14 Nov 018 – How to Own Property Without Owning It!
This week we’re talking about ways to buying property without actually owning it. If you want to buy an investment buy only have a couple of thousand dollars to so, you can actually get a property now.
How do you buy a property without owning it?
For as little as $100 in some cases, you can purchase property. How? Using REIT’s
REIT – Real estate investment trust.
All that a REIT is, is a trust that owns a property. A trust is a structure similar to a company, one trust might own 20 different commercial properties, rather than buying the whole trust you can just buy some units from it.

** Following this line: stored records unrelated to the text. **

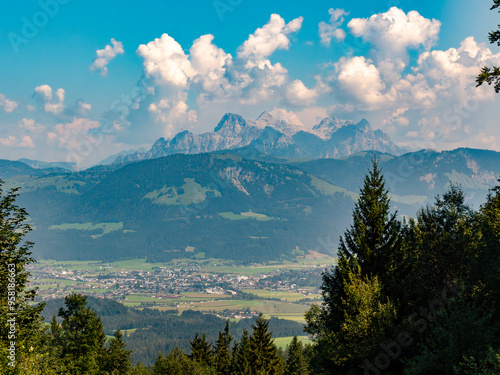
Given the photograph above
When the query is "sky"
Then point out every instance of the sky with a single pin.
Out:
(80, 81)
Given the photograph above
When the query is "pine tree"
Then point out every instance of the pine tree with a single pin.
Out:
(491, 75)
(295, 362)
(264, 356)
(370, 265)
(82, 336)
(116, 358)
(223, 358)
(20, 321)
(201, 350)
(241, 356)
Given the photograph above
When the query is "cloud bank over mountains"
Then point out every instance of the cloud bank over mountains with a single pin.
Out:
(419, 95)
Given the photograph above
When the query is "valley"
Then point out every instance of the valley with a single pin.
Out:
(280, 289)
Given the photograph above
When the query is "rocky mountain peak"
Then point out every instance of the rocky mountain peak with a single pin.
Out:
(230, 122)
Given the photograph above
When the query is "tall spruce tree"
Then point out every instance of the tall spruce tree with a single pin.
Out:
(241, 356)
(295, 361)
(491, 75)
(20, 326)
(356, 303)
(82, 336)
(201, 350)
(116, 357)
(222, 351)
(264, 357)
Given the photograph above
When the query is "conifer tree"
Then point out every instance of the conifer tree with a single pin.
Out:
(223, 357)
(201, 350)
(295, 362)
(241, 356)
(82, 336)
(264, 357)
(355, 292)
(116, 358)
(491, 75)
(20, 322)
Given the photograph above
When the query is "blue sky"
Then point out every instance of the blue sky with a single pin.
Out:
(396, 69)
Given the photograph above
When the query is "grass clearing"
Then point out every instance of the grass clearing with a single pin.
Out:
(189, 193)
(282, 342)
(246, 215)
(105, 227)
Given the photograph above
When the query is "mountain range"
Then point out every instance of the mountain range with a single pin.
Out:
(330, 138)
(239, 204)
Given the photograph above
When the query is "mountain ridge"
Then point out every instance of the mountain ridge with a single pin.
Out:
(330, 138)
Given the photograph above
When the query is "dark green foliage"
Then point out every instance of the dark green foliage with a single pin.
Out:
(295, 362)
(116, 357)
(357, 312)
(264, 356)
(222, 351)
(161, 331)
(178, 363)
(241, 355)
(491, 75)
(20, 322)
(201, 350)
(81, 336)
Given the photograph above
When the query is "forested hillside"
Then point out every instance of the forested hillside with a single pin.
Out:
(407, 297)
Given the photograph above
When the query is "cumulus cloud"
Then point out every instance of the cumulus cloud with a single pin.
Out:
(51, 101)
(104, 56)
(298, 94)
(30, 125)
(8, 141)
(166, 62)
(332, 30)
(11, 141)
(287, 116)
(70, 135)
(7, 104)
(26, 141)
(267, 39)
(360, 80)
(217, 77)
(393, 32)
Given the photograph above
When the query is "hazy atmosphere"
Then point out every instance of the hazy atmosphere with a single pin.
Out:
(236, 187)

It’s similar to a share, rather than buying shares though, you buy units in these structures.
In Australia we call it AREIT’s (A for Australian).
There are a few types – commercial properties, industrial parks, retirement villages, aged care facilities. There are a lot of different property investments you can make. They’re usually bigger, it’s a different skill set. They give you access to those instead of having to pay $30Mil for a shopping centre you can invest in it. It allows you to scale through your funds with someone else.
What do these look like?
Listed REIT’s: Westfield have it. On the Australian Stock Exchange you’ve got Stocklands, Mercure Group. What you’re actually buying is the underlying interest that Westfield has. You’d be then entitled to the rent and any capital growth those companies get.
Unlisted REIT’s: Private REIT’s aren’t on the stock exchange, there’s a bit of a risk involved, and they’re pretty liquid – which means they’re not as easy to get your money out of. Unlisted, sometimes you can’t get your money out for months, it can be up to six months. When things are going down, everyone wants to get their money out, but you can’t. What these funds did was froze the assets and over time drip fed the funds.
A risk with REIT’s:
- If they’re listed, they’re fairly volatile, they can go up and down a lot.
- We saw it in the GFC, even the listed REIT’s dropped by about 70% and crashed very hard in a small period.
Positives of REIT’s
- You get access to property even if you don’t have enough funds.
- If you give them $1,000, they will then allocate that money to the different properties, then you’re entitled to the rent those property get. So you get a better yield, usually indexed with CPI, so it will go up over the years. You can actually target the market you want, so health care facilities, you can buy retirement villages.
- You can invest globally, you’re not restricted to just Australia.
Not only can you invest in REIT’s you can invest in infrastructure funds. Another type of investment that allows you to get into bigger projects – like tunnels. If the government doesn’t have enough money for a project – like a new bridge or tunnel, so they give it to the private sector. Infrastructure globally is a good investment, the volatility in infrastructure is far less.
Example: Another GFC happens, everyone is shutting their businesses, moving overseas to reduce costs. Commercial property tenancy’s go down and people aren’t buying. Yet with infrastructure people still use train lines and toll bridges as a part of life, so it’s not as heavily affected.
If you’re more defensive in nature infrastructure could be a better choice.
Takeaway point from this episode:
- If you don’t have enough capital to purchase a property on your own, REIT’s could be the answer.
- There are two ways to invest – REIT’s and Infrastructure funds.